The Tauri application embeds this crate in crates/lanspread-tauri-deno-ts/src-tauri/src/lib.rs:

  • LanSpreadState holds onto the peer control channel, the latest aggregated GameDB, per-game operation state, the catalog set, and the user-selected game directory.
  • The Tauri commands (request_games, install_game, update_game, remove_downloaded_game, and update_game_directory) translate UI actions into PeerCommands. In particular, update_game_directory validates the filesystem path before storing it, loads the bundled catalog on first use, kicks off the peer runtime on demand, and mirrors the installed/uninstalled state into the UI-facing database.
  • A background task consumes PeerEvents and fans them out to the front-end via Tauri publish/subscribe events (games-list-updated, game-download-*, game-install-*, game-uninstall-*, peer-*). The Tauri crate now only provides the unrar sidecar through the injected Unpacker; rollback and cleanup live in the peer transaction code.

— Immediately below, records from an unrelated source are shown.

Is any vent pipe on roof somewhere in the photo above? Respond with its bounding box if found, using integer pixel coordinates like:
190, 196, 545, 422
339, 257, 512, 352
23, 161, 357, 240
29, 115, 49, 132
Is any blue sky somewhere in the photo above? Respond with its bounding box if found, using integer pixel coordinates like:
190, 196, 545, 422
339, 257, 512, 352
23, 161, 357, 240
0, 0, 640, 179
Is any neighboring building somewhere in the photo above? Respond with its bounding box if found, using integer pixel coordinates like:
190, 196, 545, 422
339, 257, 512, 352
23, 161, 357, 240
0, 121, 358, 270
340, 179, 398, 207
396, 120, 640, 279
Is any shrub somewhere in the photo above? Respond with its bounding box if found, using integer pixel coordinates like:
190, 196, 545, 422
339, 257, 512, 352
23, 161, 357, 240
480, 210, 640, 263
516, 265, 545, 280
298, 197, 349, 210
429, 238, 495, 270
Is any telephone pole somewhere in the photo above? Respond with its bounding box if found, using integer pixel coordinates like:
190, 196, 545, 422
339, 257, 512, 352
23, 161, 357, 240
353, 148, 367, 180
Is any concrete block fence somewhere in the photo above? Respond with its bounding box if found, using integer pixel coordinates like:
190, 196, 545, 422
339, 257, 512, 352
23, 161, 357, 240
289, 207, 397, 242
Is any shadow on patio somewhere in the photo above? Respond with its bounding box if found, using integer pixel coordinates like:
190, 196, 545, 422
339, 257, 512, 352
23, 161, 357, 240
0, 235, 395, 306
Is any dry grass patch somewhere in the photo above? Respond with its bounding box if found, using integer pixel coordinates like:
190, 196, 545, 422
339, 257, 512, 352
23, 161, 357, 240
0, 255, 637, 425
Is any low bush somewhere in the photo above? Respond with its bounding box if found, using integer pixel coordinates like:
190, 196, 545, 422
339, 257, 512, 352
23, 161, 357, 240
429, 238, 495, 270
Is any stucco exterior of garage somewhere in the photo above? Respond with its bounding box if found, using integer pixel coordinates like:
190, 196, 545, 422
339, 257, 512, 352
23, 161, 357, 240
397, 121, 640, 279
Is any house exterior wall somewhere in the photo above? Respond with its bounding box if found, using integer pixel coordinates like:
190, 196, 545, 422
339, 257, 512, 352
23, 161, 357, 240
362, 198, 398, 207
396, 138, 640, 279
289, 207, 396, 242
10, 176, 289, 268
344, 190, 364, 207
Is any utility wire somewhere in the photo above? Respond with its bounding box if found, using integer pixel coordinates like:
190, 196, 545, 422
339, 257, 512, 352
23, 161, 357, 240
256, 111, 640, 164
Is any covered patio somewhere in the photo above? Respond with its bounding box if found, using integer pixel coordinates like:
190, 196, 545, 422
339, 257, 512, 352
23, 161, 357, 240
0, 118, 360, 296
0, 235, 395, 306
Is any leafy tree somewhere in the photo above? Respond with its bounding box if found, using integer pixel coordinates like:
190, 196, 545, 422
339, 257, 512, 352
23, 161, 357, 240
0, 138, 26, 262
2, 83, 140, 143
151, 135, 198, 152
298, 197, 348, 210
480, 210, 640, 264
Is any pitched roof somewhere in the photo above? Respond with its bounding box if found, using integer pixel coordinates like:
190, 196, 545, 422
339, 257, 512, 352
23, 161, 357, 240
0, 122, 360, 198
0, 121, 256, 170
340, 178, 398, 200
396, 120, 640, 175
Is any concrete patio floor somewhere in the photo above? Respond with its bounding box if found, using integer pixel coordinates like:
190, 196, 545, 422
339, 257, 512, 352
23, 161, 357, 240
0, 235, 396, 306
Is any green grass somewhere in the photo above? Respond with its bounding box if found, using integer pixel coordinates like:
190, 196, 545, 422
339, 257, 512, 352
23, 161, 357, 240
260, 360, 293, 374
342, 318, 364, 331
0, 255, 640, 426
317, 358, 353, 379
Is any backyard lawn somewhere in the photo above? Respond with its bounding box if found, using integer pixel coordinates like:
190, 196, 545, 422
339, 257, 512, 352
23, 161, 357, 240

Security & Operational Notes

  • All QUIC connections are TLS encrypted; the shipped certificates are suitable for local-network trust but should be rotated for production deployments.
  • Peer discovery is restricted to the local link via mDNS.
  • Long-running blocking mDNS calls are isolated on dedicated threads which keeps the async runtime responsive even when discovery takes a long time.
  • File writes are chunk-safe: partial chunk downloads open files without truncating existing data, and root-level version.ini is written only after the rest of the download has succeeded.

Known Limitations

  • PeerGameDB currently models the latest metadata that other peers advertise. If the UI needs to surface titles that only exist locally, additional merging with the locally scanned GameDB will be required.
  • The download planner uses a simple round-robin and does not yet take per-peer throughput or failures into account when distributing work.

Refer to the source (particularly src/lib.rs) for the exact message shapes and state machines.